Plentiful clean, fresh water.

Best Practice

  1. Before the season commences, set aside time to teach your calf-rearing staff about the importance of the milk-rearing phase on the future value of these animals once in the herd.
  2. Teach your staff how to make a premix, and how to prepare ahead for contingencies, example, how to cover when a key staff member is absent.
  3. Use a dust mask when handling.
  4. Milk should be offered warm. The calf will waste energy if it’s offered cold milk.
  5. Jersey and low-birth weight animals: commence at 180g/calf/day and increasing to 200g/calf/day after a week’s use of FINISHER, i.e. about day 27.
  6. The final Queen of Calves/milk mix is a suspension. It remains suspended for approximately 2 hours. If fallout should occur prior to feeding out, re-agitate and feed immediately.
  7. The combined mix should flow freely and not block feeder tubes or teats. Always flush  bowls, tubes and teats after each use with clean water to ensure hygiene and cleanliness.
  8. All mammals produce colostrum for approximately first 4 days, then wholemilk. But the quality of colostrum rapidly declines after day 1. First-milking, fresh colostrum has a high protein content as well as a high level of lgG’s   (immunoglobulins). Calves can only absorb the immunoglobulins in the first 24-36 hours, so we absolutely recommend that  your calves receive 4 litres of premium, first-milking colostrum in the first 12 hours of their life
  9. Avoid feeding antibiotic milk (generally from cows being treated for mastitis).
  10. Once you have added FINISHER to milk, feed out within 24 hours.

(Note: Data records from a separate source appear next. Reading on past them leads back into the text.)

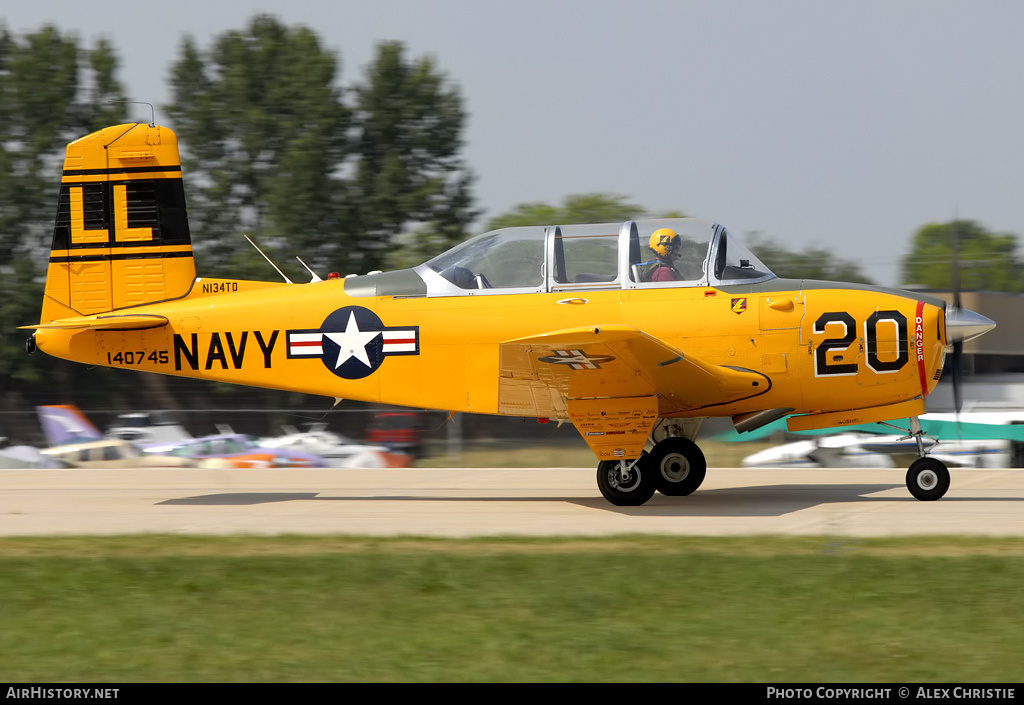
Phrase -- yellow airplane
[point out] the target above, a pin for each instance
(634, 332)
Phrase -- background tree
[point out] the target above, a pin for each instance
(580, 208)
(815, 262)
(410, 182)
(987, 260)
(271, 150)
(262, 130)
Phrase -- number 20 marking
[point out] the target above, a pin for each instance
(822, 366)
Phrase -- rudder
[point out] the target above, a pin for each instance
(121, 237)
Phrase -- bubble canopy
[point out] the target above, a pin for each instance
(544, 258)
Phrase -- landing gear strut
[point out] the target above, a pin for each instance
(679, 466)
(675, 466)
(927, 479)
(627, 483)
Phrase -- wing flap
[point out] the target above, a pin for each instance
(613, 361)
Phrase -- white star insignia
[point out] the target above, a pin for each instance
(352, 342)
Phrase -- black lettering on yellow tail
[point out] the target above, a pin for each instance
(121, 237)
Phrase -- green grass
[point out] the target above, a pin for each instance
(628, 609)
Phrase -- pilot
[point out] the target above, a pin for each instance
(665, 243)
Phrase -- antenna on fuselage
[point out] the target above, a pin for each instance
(957, 344)
(153, 111)
(315, 278)
(268, 259)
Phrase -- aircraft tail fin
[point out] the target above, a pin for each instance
(121, 237)
(66, 423)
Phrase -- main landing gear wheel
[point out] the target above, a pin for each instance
(627, 483)
(928, 479)
(679, 466)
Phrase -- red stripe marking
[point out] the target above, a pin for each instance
(919, 351)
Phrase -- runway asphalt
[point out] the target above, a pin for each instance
(463, 502)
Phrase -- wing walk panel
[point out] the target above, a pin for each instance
(540, 373)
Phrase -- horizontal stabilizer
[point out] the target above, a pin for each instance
(104, 322)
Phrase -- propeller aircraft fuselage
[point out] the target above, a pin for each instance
(554, 322)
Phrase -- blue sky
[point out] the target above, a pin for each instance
(840, 124)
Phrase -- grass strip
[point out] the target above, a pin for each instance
(625, 609)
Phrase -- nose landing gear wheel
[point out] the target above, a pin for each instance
(679, 466)
(630, 488)
(928, 479)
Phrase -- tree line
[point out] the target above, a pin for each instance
(354, 177)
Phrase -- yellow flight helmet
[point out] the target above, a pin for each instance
(665, 242)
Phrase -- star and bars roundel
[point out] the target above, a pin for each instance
(352, 342)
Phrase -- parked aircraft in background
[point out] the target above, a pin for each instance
(75, 442)
(230, 450)
(147, 427)
(561, 322)
(336, 450)
(967, 440)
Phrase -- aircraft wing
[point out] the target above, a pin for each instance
(104, 322)
(541, 373)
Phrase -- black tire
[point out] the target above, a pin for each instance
(635, 490)
(928, 479)
(679, 466)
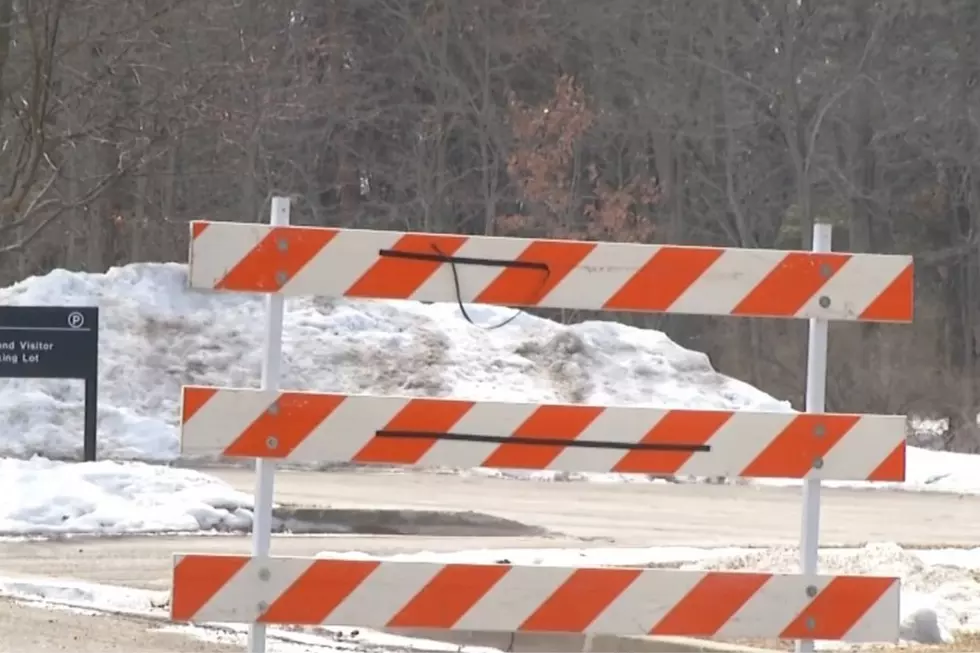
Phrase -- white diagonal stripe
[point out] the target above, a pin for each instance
(881, 622)
(484, 418)
(514, 598)
(727, 282)
(600, 275)
(473, 279)
(341, 263)
(855, 286)
(383, 594)
(219, 248)
(238, 601)
(645, 602)
(223, 418)
(737, 443)
(862, 449)
(348, 428)
(619, 424)
(774, 607)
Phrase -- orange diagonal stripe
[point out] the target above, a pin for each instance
(664, 278)
(197, 228)
(792, 453)
(290, 420)
(317, 592)
(425, 415)
(197, 578)
(528, 286)
(895, 303)
(891, 468)
(838, 607)
(791, 284)
(398, 278)
(276, 259)
(448, 596)
(710, 604)
(548, 421)
(580, 599)
(695, 427)
(193, 399)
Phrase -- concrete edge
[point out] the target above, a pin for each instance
(575, 643)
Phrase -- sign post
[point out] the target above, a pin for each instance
(54, 342)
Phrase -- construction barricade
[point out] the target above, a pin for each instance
(274, 425)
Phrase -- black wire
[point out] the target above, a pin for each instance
(441, 257)
(545, 442)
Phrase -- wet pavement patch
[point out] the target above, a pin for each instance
(321, 521)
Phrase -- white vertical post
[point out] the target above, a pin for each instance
(265, 469)
(816, 392)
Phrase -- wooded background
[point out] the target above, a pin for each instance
(722, 122)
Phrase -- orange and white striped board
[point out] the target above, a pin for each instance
(319, 427)
(512, 598)
(519, 272)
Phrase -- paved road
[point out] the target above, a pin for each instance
(578, 515)
(648, 514)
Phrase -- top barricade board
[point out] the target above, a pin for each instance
(540, 273)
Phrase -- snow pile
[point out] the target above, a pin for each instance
(95, 598)
(156, 336)
(47, 497)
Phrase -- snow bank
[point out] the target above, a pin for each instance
(94, 598)
(47, 497)
(156, 336)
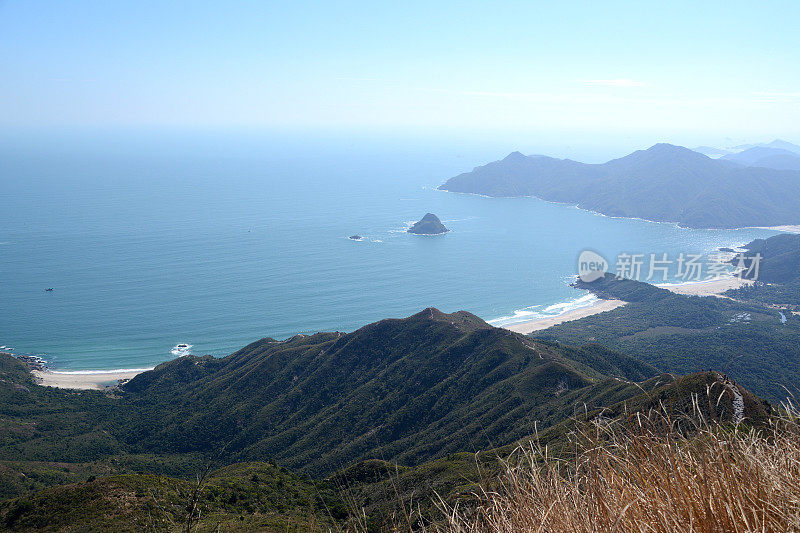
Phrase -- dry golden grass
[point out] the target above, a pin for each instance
(647, 474)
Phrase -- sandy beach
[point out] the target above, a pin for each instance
(714, 287)
(95, 381)
(543, 323)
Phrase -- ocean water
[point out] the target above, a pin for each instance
(217, 242)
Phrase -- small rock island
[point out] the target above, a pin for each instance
(429, 225)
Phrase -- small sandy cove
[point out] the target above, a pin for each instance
(714, 287)
(96, 381)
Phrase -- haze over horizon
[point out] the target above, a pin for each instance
(514, 74)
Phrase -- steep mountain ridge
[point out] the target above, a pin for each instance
(664, 183)
(407, 389)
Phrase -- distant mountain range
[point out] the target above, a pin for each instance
(778, 154)
(664, 183)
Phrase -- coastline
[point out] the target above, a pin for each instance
(101, 380)
(713, 287)
(601, 306)
(89, 380)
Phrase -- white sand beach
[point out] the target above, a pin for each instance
(713, 287)
(600, 306)
(95, 381)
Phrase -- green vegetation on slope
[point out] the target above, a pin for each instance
(685, 334)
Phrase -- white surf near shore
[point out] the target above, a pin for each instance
(85, 379)
(590, 304)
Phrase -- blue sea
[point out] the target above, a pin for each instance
(215, 241)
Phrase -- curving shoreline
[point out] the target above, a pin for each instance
(713, 287)
(100, 380)
(84, 381)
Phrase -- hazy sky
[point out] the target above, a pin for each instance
(653, 69)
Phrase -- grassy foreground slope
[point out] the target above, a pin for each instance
(372, 495)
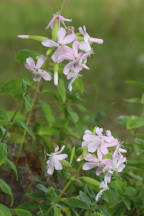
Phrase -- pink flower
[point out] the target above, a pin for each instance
(60, 19)
(92, 163)
(95, 143)
(54, 160)
(99, 144)
(103, 186)
(86, 44)
(23, 36)
(36, 68)
(62, 40)
(77, 63)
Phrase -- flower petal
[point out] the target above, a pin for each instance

Clean, lengthy fibre is essential for early rumen development. Make sure it is widely distributed for free-access to all calves from week 1 until it completely transitions to a pasture diet. Quality calf meal/calf pellets should be available from week 2 and ad-lib from week 3 until fully weaned onto a pasture diet. All fibre and meal/pellets should be refreshed daily to avoid mould forming or adverse effects on intake that arise from soiled product. Calves can be offered pasture from a few days old, however they must always have access to well-ventilated, free-draining shelter, particularly in the juvenile phase.